Ungepflegter Verlierer
Am Montagnachmittag verlasse ich spontan und unvorbereitet die Wohnung, um einen Spaziergang zu machen. Eigentlich eine gute Idee, aber so wie ich aussehe, fühle ich mich alles andere als wohl. Weil ich mich ebenso wie gestern geweigert habe, mich zu waschen und ungewaschen auch keine frischen Sachen angezogen habe, laufe ich nun hier rum, als würde ich prima in den Ort passen. Dazu sind meine Haare voll verklebt und mieser angeordnet als üblich. Das liegt daran, dass ich heute Vormittag Khadi Balsam Haaröl aufgetragen habe. Das Zeug riecht furchtbar und ist wenig förderlich für die Optik, soll aber gut für meine Kopfhaut sein. Früher wäre ich so niemals vor die Tür gegangen, doch heute ist alles anders. Ich baue echt immer mehr ab. Irgendwann werde ich sicher auch in Trainingshose und Badelatschen den Müll runterbringen. Diese Entwicklung, hin zu einem waschechten Schlabberheinz, scheint unvermeidlich und ist vermutlich nicht auf die Erkältung zurückzuführen. Ich hoffe, dass ich, wenn es eines Tages so kommt, nicht mehr merke, was ich tue.
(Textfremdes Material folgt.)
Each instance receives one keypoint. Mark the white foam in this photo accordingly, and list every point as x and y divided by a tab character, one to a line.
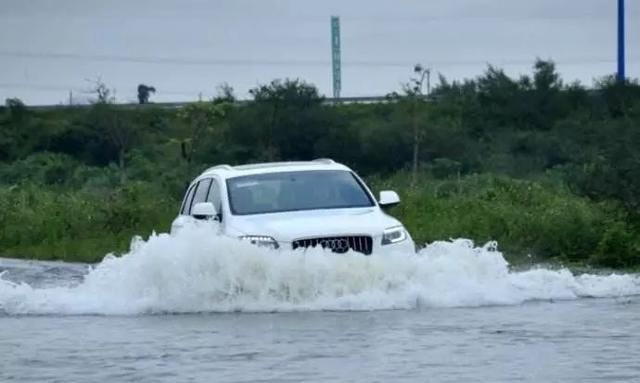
199	272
Am Abend spiele ich online FIFA14 und blamiere mich dabei prächtig, verliere alle Spiele und werde teilweise von meinen Gegnern lächerlich gemacht. Einer rennt mit seinem Torwart über den ganzen Platz und schießt sogar aufs Tor, weil ich so gar keine Ahnung habe, wie ich ihn vom Ball trennen kann. Ein anderer macht irgendwelche Kunststücke mit dem Ball, schiebt ihn sich gemütlich zu und lässt mich minutenlang wie einen Trottel hinter ihm herlaufen. Gegen 00.30 Uhr gebe ich meinen Plan, erst ins Bett zu gehen, wenn ich mal ein Spiel nicht verliere, auf. Ich glaube, ich bin zu alt für solche Spiele.